API.ai offers natural language technology that can be used in apps, devices and services, and will integrate that technology with Cisco’s Spark and Tropo communications platforms. Through the integration, developers can create bots and other interfaces for Spark and Tropo that can understand natural language and respond in real-time. Tropo includes cloud-based APIs for voice and messaging, while Spark is a cloud collaboration platform that offers messaging, meeting and calling capabilities, and includes open APIs and software-development kits (SDKs).
Redbooth, which offers an all-in-one project management and collaboration platform, is taking advantage of the partnership by integrating with Spark and leveraging the API.ai commands to manage Redbooth-based projects from Spark messaging streams, officials said.
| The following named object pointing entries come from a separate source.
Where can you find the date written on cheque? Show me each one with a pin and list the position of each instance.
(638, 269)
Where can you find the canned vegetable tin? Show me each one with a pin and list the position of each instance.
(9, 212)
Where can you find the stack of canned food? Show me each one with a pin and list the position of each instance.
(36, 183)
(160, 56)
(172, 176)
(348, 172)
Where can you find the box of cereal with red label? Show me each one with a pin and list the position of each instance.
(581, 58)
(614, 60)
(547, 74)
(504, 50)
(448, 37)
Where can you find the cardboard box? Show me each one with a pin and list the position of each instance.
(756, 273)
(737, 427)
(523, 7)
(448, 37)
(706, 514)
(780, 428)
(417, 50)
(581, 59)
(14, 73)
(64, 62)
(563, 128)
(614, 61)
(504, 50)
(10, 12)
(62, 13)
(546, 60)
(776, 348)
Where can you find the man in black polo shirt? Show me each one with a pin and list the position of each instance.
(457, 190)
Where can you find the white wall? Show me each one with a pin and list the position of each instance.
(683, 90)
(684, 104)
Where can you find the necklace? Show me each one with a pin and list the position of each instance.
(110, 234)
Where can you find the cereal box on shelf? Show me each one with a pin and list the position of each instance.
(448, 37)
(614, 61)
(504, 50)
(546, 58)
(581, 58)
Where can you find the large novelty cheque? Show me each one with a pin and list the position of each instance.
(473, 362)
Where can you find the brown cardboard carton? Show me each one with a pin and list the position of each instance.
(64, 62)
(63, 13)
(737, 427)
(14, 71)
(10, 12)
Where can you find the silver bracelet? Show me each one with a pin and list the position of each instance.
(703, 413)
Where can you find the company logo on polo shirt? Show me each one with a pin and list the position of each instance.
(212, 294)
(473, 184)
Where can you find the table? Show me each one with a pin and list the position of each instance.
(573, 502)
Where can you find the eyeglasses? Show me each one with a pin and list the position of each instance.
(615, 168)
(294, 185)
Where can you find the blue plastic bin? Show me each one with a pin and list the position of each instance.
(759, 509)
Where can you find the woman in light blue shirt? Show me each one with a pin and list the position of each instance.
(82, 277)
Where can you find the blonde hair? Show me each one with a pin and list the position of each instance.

“API.ai’s capability to provide natural language understanding and sophisticated conversational interfaces are a perfect match for enterprise developers building bots and collaborative communication solutions,” company CEO Ilya Gelfenbeyn said in a statement.
Cisco’s partnership strategy comes as more vendors—such as Slack, Microsoft’s Skype and Facebook’s Messenger—are bringing bots into their communications solutions. Cisco already is partnering with IBM to bring together Big Blue’s Watson cognitive computing technology and Cisco’s collaboration tools and with Apple to more tightly integrate Apple’s iOS mobile operating system with Spark and WebEx.
Earlier this year Cisco announced a $150 million fund—the Cisco Spark Innovation Fund—to encourage developers to create apps for the collaboration platform, including bots.